Er nahm die Waffe, die der Junge ihm reichte und schoss Riffle aus nächster Nähe in den Kopf. Riffle starb lautlos, doch der Schuss hallte weit über das Gelände. Die anderen Hunde jaulten auf und verkrochen sich in ihre Unterschlüpfe.

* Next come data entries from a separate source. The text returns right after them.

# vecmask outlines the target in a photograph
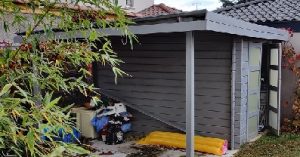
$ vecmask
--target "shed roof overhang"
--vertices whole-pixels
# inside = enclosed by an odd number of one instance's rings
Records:
[[[133,19],[133,21],[136,24],[129,26],[129,30],[136,35],[188,31],[214,31],[267,40],[287,41],[289,38],[289,34],[285,30],[244,22],[207,10],[136,18]],[[109,36],[122,35],[122,32],[118,29],[107,28],[98,29],[98,31],[104,32]],[[70,38],[70,34],[67,35],[63,31],[57,31],[55,36],[58,39]],[[15,41],[21,41],[21,38],[22,37],[19,36]],[[45,38],[47,37],[45,36]],[[83,33],[79,32],[73,34],[71,38],[83,38]]]
[[[133,19],[135,25],[129,26],[129,30],[136,35],[155,34],[155,33],[173,33],[189,31],[214,31],[220,33],[233,34],[238,36],[287,41],[289,34],[282,29],[276,29],[268,26],[261,26],[228,16],[199,10],[193,12],[183,12],[179,14],[161,15],[155,17]],[[121,36],[122,32],[118,29],[98,29],[109,36]],[[84,34],[89,34],[88,32]],[[84,38],[82,32],[70,36],[63,31],[56,31],[57,39]],[[47,36],[41,36],[47,39]],[[20,42],[22,37],[15,38],[15,42]]]

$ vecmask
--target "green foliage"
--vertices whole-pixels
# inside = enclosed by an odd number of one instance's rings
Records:
[[[80,144],[54,140],[60,130],[72,133],[74,124],[70,104],[60,107],[60,97],[53,93],[96,93],[86,82],[91,75],[86,67],[93,62],[111,66],[116,77],[126,74],[119,68],[122,61],[109,37],[98,28],[117,28],[132,43],[135,37],[127,29],[131,21],[109,0],[24,2],[28,3],[0,1],[1,29],[25,32],[19,47],[0,49],[0,153],[22,157],[87,154]],[[80,9],[74,9],[76,5]],[[24,14],[28,11],[31,14]],[[36,34],[37,30],[42,32]],[[65,38],[56,36],[54,30],[65,32]],[[74,39],[75,34],[81,38]],[[95,41],[101,48],[95,48]],[[79,77],[65,75],[74,70]]]

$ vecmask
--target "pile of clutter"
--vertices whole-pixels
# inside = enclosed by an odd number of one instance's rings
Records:
[[[102,97],[101,102],[101,107],[96,110],[91,124],[106,144],[123,143],[124,134],[131,131],[133,116],[127,112],[126,106],[121,102],[107,97]],[[92,101],[90,103],[92,104]]]

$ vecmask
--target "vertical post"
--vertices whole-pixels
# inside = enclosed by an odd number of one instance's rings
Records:
[[[186,156],[194,157],[194,66],[195,66],[194,34],[186,32]]]

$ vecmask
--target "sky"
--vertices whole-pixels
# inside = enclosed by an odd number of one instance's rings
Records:
[[[196,10],[196,8],[215,10],[221,6],[219,0],[155,0],[155,3],[165,3],[183,11]]]

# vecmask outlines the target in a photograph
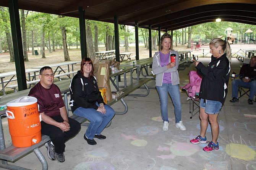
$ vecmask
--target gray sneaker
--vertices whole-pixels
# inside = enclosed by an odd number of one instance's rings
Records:
[[[55,153],[55,147],[50,140],[44,144],[47,148],[47,154],[50,160],[55,160],[56,158]]]
[[[65,161],[65,156],[64,155],[64,153],[62,153],[60,154],[56,153],[56,159],[58,162],[63,162]]]

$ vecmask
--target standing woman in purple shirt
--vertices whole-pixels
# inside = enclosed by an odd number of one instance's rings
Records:
[[[186,128],[181,120],[181,106],[180,94],[180,78],[178,71],[178,54],[172,48],[172,38],[166,33],[162,35],[160,42],[161,50],[156,52],[153,58],[152,73],[156,75],[156,87],[160,99],[161,114],[164,126],[163,130],[168,130],[169,120],[167,111],[168,93],[174,106],[175,122],[177,127],[181,130]],[[175,62],[171,62],[170,56],[176,55]]]

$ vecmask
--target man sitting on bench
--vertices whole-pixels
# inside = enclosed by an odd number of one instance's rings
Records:
[[[45,143],[47,154],[52,160],[65,161],[64,143],[75,136],[81,129],[80,123],[68,117],[62,94],[53,84],[54,75],[52,68],[42,67],[39,71],[39,81],[31,89],[29,95],[37,99],[42,116],[42,134],[48,135],[50,141]]]
[[[237,97],[238,86],[250,89],[250,95],[248,104],[253,104],[253,97],[256,92],[256,56],[251,57],[250,64],[245,64],[241,68],[239,73],[240,79],[235,79],[232,82],[232,97],[230,102],[238,102]]]

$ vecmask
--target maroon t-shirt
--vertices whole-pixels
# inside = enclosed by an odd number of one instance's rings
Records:
[[[39,113],[44,112],[50,117],[60,115],[60,108],[65,106],[60,89],[54,84],[47,89],[39,82],[30,90],[28,95],[37,99]]]

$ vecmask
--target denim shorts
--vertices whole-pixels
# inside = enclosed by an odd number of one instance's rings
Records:
[[[208,114],[214,114],[219,113],[222,106],[222,104],[218,101],[206,100],[205,103],[204,103],[204,99],[201,99],[200,101],[200,107],[205,109],[205,112]]]

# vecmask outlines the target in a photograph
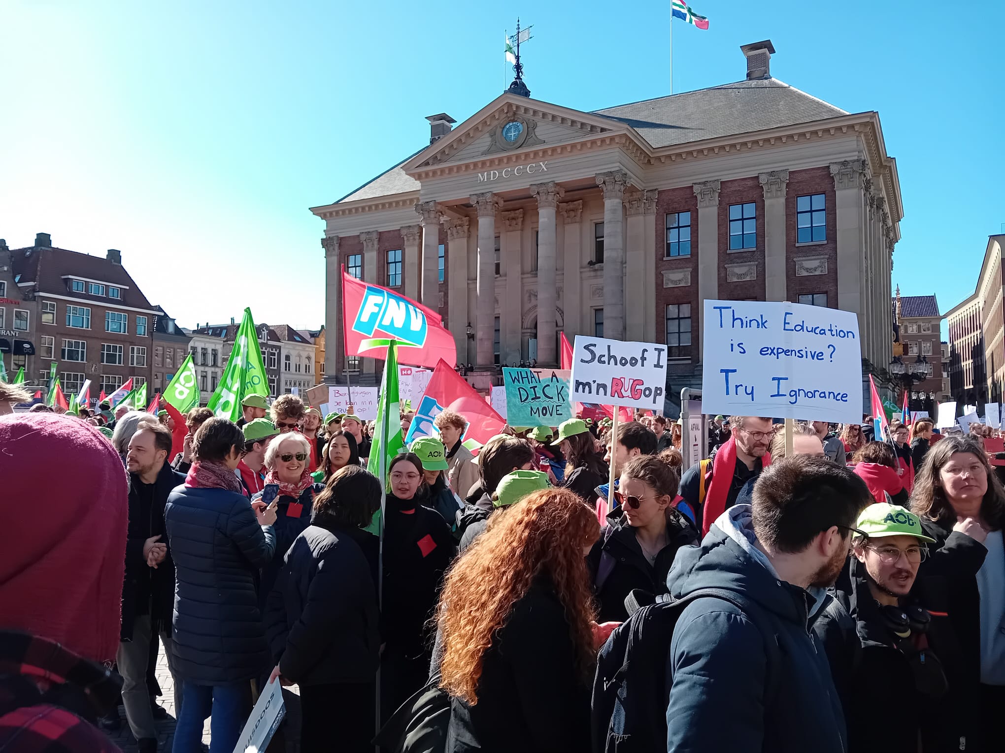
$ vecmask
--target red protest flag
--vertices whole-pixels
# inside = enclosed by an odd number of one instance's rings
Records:
[[[415,418],[405,438],[406,445],[411,445],[412,440],[419,437],[437,436],[433,419],[447,409],[459,413],[467,422],[461,439],[464,447],[472,452],[496,434],[501,434],[506,426],[506,420],[444,360],[433,369],[418,406],[415,401],[412,406],[415,407]]]
[[[413,366],[444,360],[457,364],[453,335],[431,308],[342,271],[342,314],[346,354],[387,357],[388,340],[398,341],[398,362]]]

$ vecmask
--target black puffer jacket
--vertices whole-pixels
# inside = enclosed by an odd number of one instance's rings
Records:
[[[157,567],[151,567],[143,558],[143,545],[152,536],[161,537],[158,543],[168,543],[164,507],[172,490],[185,483],[185,476],[171,470],[171,466],[165,463],[152,485],[153,499],[148,502],[142,499],[141,482],[137,475],[131,473],[129,477],[129,533],[126,540],[121,634],[123,641],[133,639],[136,615],[146,614],[148,611],[151,619],[163,623],[164,630],[171,628],[171,613],[175,604],[175,563],[171,547],[168,547],[164,560]]]
[[[286,552],[265,623],[284,678],[299,685],[371,683],[380,664],[377,587],[357,537],[311,525]]]
[[[275,549],[248,498],[226,489],[179,487],[165,510],[175,558],[174,653],[196,685],[257,678],[268,666],[255,581]]]
[[[600,531],[600,539],[590,550],[587,563],[600,604],[597,621],[623,622],[628,618],[625,596],[636,588],[652,595],[666,593],[666,574],[677,549],[696,544],[700,537],[687,518],[667,509],[666,546],[659,550],[655,563],[649,564],[621,508],[615,508],[608,520],[611,522]]]

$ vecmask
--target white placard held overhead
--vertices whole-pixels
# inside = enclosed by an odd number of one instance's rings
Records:
[[[662,410],[666,345],[577,334],[571,379],[573,403]]]
[[[988,403],[984,406],[984,415],[988,417],[988,426],[1001,429],[1001,406],[998,403]]]
[[[861,340],[851,311],[706,300],[702,358],[710,415],[861,421]]]
[[[353,413],[364,421],[377,420],[377,391],[376,387],[354,387]],[[330,387],[328,389],[328,407],[331,413],[349,413],[350,390],[346,387]]]
[[[952,403],[939,404],[939,420],[936,421],[937,429],[949,429],[956,426],[956,401]]]

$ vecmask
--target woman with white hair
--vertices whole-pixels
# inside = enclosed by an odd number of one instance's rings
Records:
[[[261,572],[258,586],[259,606],[264,609],[268,592],[275,584],[283,558],[300,532],[311,525],[315,495],[325,488],[311,478],[311,441],[298,432],[280,434],[265,450],[265,488],[251,501],[266,505],[276,500],[275,553]]]
[[[112,446],[116,448],[119,457],[124,459],[123,463],[126,462],[125,458],[126,453],[129,452],[130,440],[136,434],[137,427],[140,426],[141,421],[156,424],[157,417],[145,411],[130,411],[116,422],[116,430],[112,434]]]

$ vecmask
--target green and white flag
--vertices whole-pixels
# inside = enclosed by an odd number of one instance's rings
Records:
[[[377,399],[377,422],[374,424],[370,460],[367,462],[367,470],[380,479],[385,488],[391,461],[404,449],[398,395],[398,345],[395,340],[389,340],[387,360],[384,362],[384,378],[381,380],[380,397]],[[374,519],[365,530],[379,535],[380,522],[380,515],[374,515]]]
[[[261,359],[251,309],[245,308],[227,367],[223,369],[223,379],[210,396],[207,408],[221,419],[238,421],[241,418],[241,401],[249,395],[267,398],[268,375]]]
[[[144,382],[133,392],[133,410],[147,410],[147,383]]]
[[[199,389],[195,381],[195,362],[189,352],[164,391],[164,400],[174,406],[179,413],[188,413],[199,405]]]

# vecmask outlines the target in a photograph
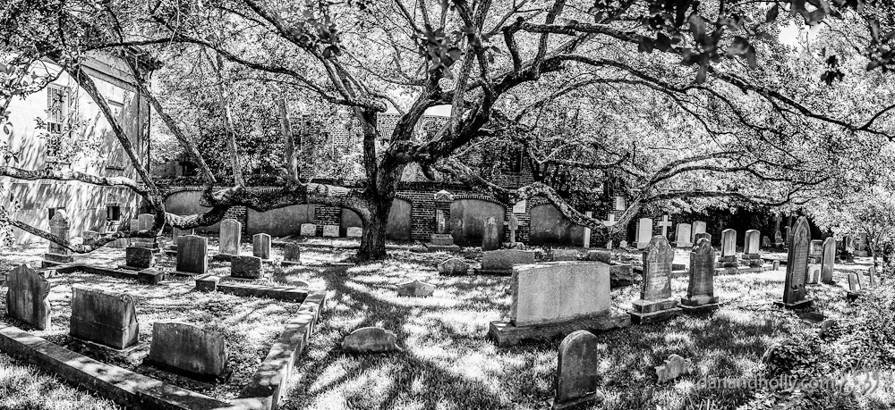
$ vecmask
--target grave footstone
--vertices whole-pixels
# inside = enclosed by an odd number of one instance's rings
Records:
[[[821,257],[821,281],[828,285],[836,283],[833,280],[833,266],[836,264],[836,239],[833,237],[823,239],[823,249]]]
[[[183,322],[158,321],[152,324],[152,343],[146,362],[162,370],[200,381],[215,381],[226,370],[224,335]]]
[[[553,410],[603,401],[597,390],[600,361],[600,343],[592,333],[575,331],[563,339],[557,360]]]
[[[661,235],[644,249],[644,284],[640,299],[632,303],[631,322],[646,324],[671,319],[680,313],[679,299],[671,297],[671,261],[674,249]]]
[[[485,221],[484,229],[482,231],[482,250],[490,251],[500,248],[500,237],[498,230],[498,222],[494,217]]]
[[[84,285],[72,286],[72,338],[119,350],[137,343],[133,297]]]
[[[251,237],[251,255],[262,261],[270,260],[270,235],[256,233]]]
[[[204,275],[209,271],[209,238],[186,235],[177,238],[177,266],[175,274]]]
[[[808,230],[808,220],[806,217],[800,216],[796,222],[792,236],[787,255],[783,300],[775,302],[775,305],[788,309],[800,309],[808,307],[812,304],[805,287],[806,271],[808,269],[808,248],[811,246],[811,231]]]
[[[35,271],[21,264],[6,276],[6,312],[39,331],[50,327],[50,283],[48,271]]]
[[[720,306],[715,297],[715,249],[706,239],[700,239],[690,252],[690,282],[686,297],[681,297],[680,307],[685,313],[701,313]]]

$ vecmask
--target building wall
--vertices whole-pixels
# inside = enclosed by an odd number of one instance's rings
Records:
[[[123,78],[124,71],[115,62],[99,58],[90,61],[85,69],[93,77],[99,92],[108,100],[113,111],[118,113],[118,121],[130,138],[137,155],[148,158],[148,130],[149,110],[145,98],[134,92]],[[47,63],[51,72],[58,67]],[[23,170],[46,168],[53,160],[48,157],[47,141],[39,137],[36,118],[47,119],[48,94],[51,89],[67,88],[69,112],[76,115],[83,125],[64,146],[78,146],[78,153],[70,162],[61,163],[64,170],[77,171],[92,175],[128,177],[136,179],[136,172],[130,159],[121,148],[117,138],[109,129],[108,122],[100,113],[98,106],[81,89],[67,74],[63,73],[51,87],[14,99],[10,105],[8,123],[0,127],[0,142],[4,142],[16,158],[4,160],[0,165]],[[140,166],[145,166],[141,164]],[[121,208],[121,220],[135,217],[141,197],[125,188],[107,188],[77,181],[38,180],[26,181],[0,177],[0,206],[13,212],[14,217],[30,225],[48,230],[49,208],[65,208],[72,220],[70,236],[80,236],[84,230],[102,231],[106,225],[107,206],[115,205]],[[17,210],[16,210],[17,209]],[[126,227],[126,222],[124,224]],[[24,244],[42,241],[38,237],[13,230],[15,243]]]

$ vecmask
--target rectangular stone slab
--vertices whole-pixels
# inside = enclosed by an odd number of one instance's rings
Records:
[[[72,287],[72,338],[115,349],[137,343],[139,324],[133,297],[84,285]]]
[[[513,268],[510,322],[528,326],[609,314],[609,265],[552,262]]]

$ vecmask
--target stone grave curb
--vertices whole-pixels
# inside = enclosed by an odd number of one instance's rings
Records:
[[[4,322],[0,322],[0,350],[128,408],[251,408],[234,407],[208,396],[98,362]]]
[[[276,409],[286,386],[290,381],[298,356],[302,355],[317,327],[320,311],[327,300],[327,292],[311,293],[299,307],[298,315],[286,325],[279,338],[270,347],[270,352],[261,362],[251,381],[243,388],[241,398],[255,399],[268,403],[269,409]]]

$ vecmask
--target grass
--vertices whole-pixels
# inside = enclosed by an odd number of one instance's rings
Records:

„Steck ihn in eine Tüte und wirf ihn in die Grube“, befahl der Hundemörder dem Teenager. „Danach bereitest du die Arena vor und bringst ein paar Trainigsdummies. Joy und Terence müssen trainieren, damit sie morgen Abend fit sind.“

Mit diesen Worten drehte er sich um und stapfte zwischen den angeketteten Hunden hindurch zu seinem Caravan. „Apropos Trainigsdummies“, rief er dem Jungen zu. „Nimm am besten gleich die Mutter von den Neuen hier. Die ist zu alt zum werfen, also eignet sie sich bloß noch als Bait Dog.“

„Okay, Marius“, sagte der Junge und packte mich fester. „Was soll ich mit dem da machen?“

„Bring ihn zu den anderen Dummies neben den Schuppen.. Da kann er gleich mal sehen, wie seine Zukunft aussieht. Und vergiss nicht, der Alten das Maul zu verkleben und die Läufe zusammenzubinden. Ich will nicht, dass Terence und Joy verletzt werden, hast du verstanden?“

Und so geschah es. Ich wurde in einen Käfig in der Nähe der Schuppen gesteckt und musste miterleben, wie Mama aus ihrem Verschlag gezerrt wurde, wie man ihr das Maul und die Vorderpfoten mit Klebeband umwickelte und sie dann hilflos ins Innere des Gebäudes schleifte. Ich wusste, dass mindestens ein Pitbull darauf wartete, sie bei lebendigem Leib zu zerfleischn. Ich hörte entsetzliche Geräusche aus dem Inneren und versuchte verzweifelt, meine Ohren mit den Pfoten zu bedecken. Nach einer Weile wurde der mit dem Blut meiner wehrlosen Mama besudelte Rüde namens Terence aus dem Schuppen geführt. Mit stolz geschwellter Brust lief er neben dem Mann namens Marius her. Das war das Schlimmste für mich. Dass er einen wehrlosen Artgenossen getötet hatte, um seinem Besitzer zu gefallen. Um Aufmerksamkeit heischend sah er zu seinem Herrn auf, der ihm zur Belohnung für die Tötung meiner Mutter den muskulösen Schädel tätschelte.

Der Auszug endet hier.